How we eliminated almost all the Cumulative Layout Shift (CLS) from our website
At Bixoto we strive to have a fast and efficient website so our customers can buy their Christmas gifts even if they are outside on a 3G connection. One of our goal in the last months was to completely eliminate the layout shifts from all the pages, something that’s measured as the “Cumulative Layout Shift” score (CLS).
This issue is caused by pages that render content before they loaded all their resources (fonts, images, CSS) and don’t properly prepare the space for these resources, creating layout shifts when the browser loads these. A simple example would be some text with a large image above it: when you open the page on a bad connection, the text is quick to load, but a few seconds later the image loads and “pushes” the text down. To avoid this, one should leave the space for the image right from the beginning.
We did this on all pages, but we still had a small amount of CLS on some of them. In the end, we found the culprit: the font. We use a non-standard font on all pages, and this causes some shift between the time the page is first rendered and the font is fully loaded.
The first objective was to reduce the font to the bare minimum. Since we sell only in Western Europe, we could remove some glyphs we don’t use from the font. Using fontcharlist
we were able to list all the characters supported by the font.

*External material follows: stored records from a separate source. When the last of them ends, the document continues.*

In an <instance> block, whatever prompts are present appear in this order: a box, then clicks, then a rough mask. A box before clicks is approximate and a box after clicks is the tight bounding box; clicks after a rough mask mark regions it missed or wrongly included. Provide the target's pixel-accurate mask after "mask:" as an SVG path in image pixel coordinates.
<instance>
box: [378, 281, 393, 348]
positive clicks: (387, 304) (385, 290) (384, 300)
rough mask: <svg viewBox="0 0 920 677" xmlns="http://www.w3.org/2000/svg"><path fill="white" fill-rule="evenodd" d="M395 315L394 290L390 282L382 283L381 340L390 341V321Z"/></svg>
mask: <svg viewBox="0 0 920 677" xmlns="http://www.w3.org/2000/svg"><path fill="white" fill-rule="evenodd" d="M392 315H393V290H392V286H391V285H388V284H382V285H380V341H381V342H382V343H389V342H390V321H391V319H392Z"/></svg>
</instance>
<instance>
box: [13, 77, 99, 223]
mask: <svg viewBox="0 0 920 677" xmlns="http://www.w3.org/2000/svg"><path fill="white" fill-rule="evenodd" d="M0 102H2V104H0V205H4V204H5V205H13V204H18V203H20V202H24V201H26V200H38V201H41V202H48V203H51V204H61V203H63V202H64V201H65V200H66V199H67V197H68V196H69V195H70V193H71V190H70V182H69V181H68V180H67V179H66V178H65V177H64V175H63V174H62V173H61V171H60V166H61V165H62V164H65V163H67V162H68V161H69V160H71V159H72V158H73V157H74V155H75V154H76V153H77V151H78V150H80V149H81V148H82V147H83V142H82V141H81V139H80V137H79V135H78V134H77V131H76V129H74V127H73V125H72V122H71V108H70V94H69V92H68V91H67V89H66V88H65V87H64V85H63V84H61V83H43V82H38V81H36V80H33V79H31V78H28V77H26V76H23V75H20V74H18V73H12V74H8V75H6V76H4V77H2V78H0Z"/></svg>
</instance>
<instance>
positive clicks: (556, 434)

To remove all characters except the one we are interested in (Latin and Latin-1 supplement characters), we used Fonttools’ pyftsubset
:
poetry run pyftsubset INPUT.woff2 \ --output-file=OUTPUT.woff \ --unicodes=U+0020-007F,U+00A0-00FF \ --with-zopfli
This reduced our font files by 3x! In addition to this, we declared the font files as resources to preload:
<link rel="preload" as="font" href="/fonts/….woff2" crossorigin>
These two optimizations reduced our CLS close to 0.000 on all pages.
If this is applicable to you, make sure the Unicode ranges you use to subset your font include all the characters you need. As everything, we validated this approach on our development instance before putting it in production.